Dropbox is facing a new class action lawsuit, filed on May 21, 2024, by plaintiff Steven Guiffre, accusing the company of failing to protect thousands of customers’ data in a significant breach. The lawsuit claims that Dropbox did not implement the necessary security measures to prevent this breach, which is estimated to have affected at least several hundred thousand users. The compromised data includes user emails, usernames, phone numbers, hashed passwords, multi-factor authentication details, and general account settings. This incident adds to Dropbox’s ongoing security challenges, following a major 2012 breach that impacted 68 million users and was one of the largest hacks in cloud server history.
According to the lawsuit, the plaintiffs’ personally identifiable information (PII) was exposed to an unknown third party, posing a significant risk of future fraud and identity theft. The complaint emphasizes the potential for significant harm, stating, “The PII of Plaintiff and Class Members was compromised through disclosure to an unknown and unauthorized third party—an undoubtedly nefarious third party that seeks to profit off this disclosure by defrauding Plaintiff and Class Members in the future.”
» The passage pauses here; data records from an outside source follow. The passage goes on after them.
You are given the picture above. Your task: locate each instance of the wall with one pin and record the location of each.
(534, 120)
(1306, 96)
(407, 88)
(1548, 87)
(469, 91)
In addition to the risk of identity theft, the plaintiffs have incurred substantial costs in response to the breach, including verifying the breach, monitoring credit, exploring identity theft services, and consulting legal advice. The lawsuit argues that the plaintiffs have suffered actual injury due to the diminished value of their PII, which they had entrusted to Dropbox.
This recent lawsuit underscores the ongoing security issues faced by Dropbox. In late 2022, the company disclosed another breach where hackers accessed 130 code repositories, some source code, and personal information of some customers and employees. The accumulation of these incidents highlights the critical need for stronger security measures and better protection of customer data.